Admiral Bell turned at the door, and said, with some degree of intense bitterness,
 
"You look rather poorly. I suppose, to-night, you will go and suck somebody's blood, you shark--you confounded vampyre! You ought to be made to swallow a red-hot brick, and then let dance about till it digests."
 
Varney smiled as he rang the bell, and said to a servant,--
 
"Show my very excellent friend Admiral Bell out. He will not take any refreshments."
 
The servant bowed, and preceded the admiral down the staircase; but, to his great surprise, instead of a compliment in the shape of a shilling or half-a-crown for his pains, he received a tremendous kick behind, with a request to go and take it to his master, with his compliments.
 
The fume that the old admiral was in beggars all description. He walked to Bannerworth Hall at such a rapid pace, that Jack Pringle had the greatest difficulty in the world to keep up with him, so as to be at all within speaking distance.
 
"Hilloa, Jack," cried the old man, when they were close to the Hall. "Did you see me kick that fellow?"
 
"Ay, ay, sir."
 
"Well, that's some consolation, at any rate, if somebody saw it.

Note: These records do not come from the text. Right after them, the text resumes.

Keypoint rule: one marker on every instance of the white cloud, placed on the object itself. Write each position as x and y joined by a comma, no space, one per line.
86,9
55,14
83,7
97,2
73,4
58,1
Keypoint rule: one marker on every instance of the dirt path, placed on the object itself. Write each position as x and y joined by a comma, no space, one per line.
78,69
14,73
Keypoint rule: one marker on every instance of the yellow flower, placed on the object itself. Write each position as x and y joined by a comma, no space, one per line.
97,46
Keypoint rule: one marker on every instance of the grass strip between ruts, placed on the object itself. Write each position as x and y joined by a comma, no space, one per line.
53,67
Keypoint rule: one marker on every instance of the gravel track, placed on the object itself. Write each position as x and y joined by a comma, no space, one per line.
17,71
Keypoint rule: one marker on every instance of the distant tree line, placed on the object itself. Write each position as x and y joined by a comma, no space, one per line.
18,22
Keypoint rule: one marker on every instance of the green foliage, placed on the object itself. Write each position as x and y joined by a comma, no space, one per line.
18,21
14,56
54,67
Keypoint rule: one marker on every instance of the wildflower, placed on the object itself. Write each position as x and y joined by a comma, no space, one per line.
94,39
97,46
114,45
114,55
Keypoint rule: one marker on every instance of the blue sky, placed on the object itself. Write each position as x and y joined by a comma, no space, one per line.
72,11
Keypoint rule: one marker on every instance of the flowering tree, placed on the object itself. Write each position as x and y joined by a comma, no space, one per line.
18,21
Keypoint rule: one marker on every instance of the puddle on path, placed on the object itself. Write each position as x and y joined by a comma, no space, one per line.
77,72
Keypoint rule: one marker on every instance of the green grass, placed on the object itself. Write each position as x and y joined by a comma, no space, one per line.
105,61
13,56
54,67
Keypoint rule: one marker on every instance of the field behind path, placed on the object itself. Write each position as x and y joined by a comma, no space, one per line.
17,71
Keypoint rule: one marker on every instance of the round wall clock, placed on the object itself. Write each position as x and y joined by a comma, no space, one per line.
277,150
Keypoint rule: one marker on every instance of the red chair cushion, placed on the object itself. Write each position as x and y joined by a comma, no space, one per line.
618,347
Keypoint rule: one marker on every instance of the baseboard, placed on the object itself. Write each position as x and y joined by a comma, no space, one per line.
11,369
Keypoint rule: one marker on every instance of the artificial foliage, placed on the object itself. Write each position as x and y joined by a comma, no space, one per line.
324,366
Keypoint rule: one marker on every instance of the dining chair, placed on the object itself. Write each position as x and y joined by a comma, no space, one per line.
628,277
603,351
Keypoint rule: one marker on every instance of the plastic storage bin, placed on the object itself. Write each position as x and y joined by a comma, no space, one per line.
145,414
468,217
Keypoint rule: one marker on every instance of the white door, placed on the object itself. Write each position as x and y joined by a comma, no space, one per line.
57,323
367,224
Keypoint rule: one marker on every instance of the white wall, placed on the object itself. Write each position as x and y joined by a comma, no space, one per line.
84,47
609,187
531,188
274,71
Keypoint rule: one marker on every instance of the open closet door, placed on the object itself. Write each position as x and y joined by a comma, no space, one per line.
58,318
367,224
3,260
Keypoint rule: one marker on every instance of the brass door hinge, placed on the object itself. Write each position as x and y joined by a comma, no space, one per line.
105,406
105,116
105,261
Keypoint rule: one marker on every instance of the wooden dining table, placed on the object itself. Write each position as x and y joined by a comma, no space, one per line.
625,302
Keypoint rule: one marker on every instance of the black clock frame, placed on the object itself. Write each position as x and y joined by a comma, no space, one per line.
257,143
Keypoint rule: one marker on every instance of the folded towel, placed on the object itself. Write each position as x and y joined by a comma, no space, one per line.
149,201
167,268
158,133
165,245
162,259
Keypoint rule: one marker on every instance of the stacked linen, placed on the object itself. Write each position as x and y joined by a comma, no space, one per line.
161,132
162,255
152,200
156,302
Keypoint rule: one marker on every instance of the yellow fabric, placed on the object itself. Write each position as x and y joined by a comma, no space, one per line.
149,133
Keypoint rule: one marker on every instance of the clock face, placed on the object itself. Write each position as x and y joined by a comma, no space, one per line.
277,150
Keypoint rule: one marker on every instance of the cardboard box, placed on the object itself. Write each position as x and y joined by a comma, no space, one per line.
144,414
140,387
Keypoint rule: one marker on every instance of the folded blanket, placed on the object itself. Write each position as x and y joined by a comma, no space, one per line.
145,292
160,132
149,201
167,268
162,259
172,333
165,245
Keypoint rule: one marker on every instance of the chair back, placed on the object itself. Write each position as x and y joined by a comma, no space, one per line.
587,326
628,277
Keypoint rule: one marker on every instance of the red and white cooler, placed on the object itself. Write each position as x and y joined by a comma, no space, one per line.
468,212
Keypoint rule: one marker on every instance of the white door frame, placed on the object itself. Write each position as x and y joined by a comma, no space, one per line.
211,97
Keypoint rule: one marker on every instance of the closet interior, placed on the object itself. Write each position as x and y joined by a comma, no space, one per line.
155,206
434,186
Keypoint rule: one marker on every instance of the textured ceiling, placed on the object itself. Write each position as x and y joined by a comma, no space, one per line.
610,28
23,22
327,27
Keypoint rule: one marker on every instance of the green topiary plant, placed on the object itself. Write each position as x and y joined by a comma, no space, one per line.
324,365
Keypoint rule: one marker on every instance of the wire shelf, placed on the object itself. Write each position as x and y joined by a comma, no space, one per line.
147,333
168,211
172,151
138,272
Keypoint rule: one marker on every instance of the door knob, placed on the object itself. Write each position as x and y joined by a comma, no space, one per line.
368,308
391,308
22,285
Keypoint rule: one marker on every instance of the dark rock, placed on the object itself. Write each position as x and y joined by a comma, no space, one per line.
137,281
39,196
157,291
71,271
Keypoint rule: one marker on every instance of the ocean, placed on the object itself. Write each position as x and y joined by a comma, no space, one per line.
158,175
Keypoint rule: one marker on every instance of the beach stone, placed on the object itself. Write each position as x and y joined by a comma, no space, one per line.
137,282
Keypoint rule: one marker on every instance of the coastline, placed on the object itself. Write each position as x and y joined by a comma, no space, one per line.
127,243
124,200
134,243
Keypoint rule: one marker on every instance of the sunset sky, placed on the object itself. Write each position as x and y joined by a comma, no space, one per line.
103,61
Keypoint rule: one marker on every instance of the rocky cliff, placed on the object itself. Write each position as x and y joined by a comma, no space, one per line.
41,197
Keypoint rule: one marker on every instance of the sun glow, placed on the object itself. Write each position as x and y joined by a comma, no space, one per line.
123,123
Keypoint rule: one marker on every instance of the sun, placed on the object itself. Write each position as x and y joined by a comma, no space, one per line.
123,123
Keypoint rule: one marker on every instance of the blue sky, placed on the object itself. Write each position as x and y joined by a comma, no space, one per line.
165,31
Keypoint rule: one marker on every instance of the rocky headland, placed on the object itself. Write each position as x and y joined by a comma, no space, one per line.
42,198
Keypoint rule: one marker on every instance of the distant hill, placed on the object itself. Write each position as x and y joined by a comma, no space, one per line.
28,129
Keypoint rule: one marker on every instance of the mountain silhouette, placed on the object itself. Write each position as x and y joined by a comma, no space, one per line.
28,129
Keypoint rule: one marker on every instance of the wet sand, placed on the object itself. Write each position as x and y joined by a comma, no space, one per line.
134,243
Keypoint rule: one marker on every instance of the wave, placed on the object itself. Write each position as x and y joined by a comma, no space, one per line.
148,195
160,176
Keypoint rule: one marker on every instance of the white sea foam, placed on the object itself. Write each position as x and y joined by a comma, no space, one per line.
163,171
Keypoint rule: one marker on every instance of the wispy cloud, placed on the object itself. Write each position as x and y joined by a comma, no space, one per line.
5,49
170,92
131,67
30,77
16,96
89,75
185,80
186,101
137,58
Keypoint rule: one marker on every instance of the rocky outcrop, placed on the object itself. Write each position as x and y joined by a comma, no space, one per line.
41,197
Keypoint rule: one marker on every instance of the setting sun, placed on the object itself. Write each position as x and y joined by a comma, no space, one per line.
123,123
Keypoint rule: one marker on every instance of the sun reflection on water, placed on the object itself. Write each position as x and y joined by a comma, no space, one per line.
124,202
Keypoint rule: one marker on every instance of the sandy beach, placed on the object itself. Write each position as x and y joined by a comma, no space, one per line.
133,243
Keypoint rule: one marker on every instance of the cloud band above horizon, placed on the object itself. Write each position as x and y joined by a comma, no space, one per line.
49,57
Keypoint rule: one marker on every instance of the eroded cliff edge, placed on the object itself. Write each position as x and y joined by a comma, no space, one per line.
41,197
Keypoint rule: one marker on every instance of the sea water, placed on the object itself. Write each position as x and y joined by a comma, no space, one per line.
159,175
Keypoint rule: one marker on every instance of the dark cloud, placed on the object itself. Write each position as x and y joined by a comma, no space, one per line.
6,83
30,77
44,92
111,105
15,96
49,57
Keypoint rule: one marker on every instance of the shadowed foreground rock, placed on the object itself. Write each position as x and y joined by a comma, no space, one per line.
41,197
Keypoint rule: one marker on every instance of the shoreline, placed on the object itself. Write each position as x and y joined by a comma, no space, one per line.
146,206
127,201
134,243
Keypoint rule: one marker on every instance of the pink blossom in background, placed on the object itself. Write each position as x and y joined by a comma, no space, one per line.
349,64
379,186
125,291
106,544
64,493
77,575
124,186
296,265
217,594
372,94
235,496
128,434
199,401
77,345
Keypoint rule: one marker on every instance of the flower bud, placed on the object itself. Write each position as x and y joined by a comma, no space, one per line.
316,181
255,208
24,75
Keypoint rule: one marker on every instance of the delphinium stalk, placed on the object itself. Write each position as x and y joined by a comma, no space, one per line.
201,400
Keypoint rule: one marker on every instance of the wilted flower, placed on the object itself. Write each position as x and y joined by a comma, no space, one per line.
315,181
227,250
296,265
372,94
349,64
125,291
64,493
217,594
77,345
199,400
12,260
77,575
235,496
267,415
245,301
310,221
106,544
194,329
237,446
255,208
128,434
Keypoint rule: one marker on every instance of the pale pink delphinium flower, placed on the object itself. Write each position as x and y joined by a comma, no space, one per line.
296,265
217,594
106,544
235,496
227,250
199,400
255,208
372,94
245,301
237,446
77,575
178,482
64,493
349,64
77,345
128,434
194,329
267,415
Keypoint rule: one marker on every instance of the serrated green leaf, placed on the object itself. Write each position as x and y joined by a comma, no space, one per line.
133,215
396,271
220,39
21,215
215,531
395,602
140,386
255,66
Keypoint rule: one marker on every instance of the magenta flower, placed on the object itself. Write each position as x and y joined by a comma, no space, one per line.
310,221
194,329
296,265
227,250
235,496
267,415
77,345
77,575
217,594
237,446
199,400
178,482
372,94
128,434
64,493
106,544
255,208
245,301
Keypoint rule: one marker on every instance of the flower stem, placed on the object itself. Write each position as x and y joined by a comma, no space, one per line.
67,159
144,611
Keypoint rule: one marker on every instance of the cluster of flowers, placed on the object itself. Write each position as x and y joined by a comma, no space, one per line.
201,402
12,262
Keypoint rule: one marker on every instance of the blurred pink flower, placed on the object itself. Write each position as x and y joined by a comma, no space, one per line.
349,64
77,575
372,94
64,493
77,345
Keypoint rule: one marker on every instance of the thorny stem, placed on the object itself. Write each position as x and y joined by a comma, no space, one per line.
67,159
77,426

It ought to have been his master, that's all I can say to it, and I wish it had."
 
"How have you settled it, sir?"
 
"Settled what?"
 
"The fight, sir."
 
"D--n me, Jack, I haven't settled it at all."
 
"That's bad, sir."
 
"I know it is; but it shall be settled for all that, I can tell him, let him vapour as much as he may about pinking me, and one thing and another."
 
"Pinking you, sir?"
 
"Yes. He wants to fight with cutlasses, or toasting-forks, d--n me, I don't know exactly which, and then he must have a surgeon on the ground, for fear when he pinks me I shouldn't slip my cable in a regular way, and he should be blamed."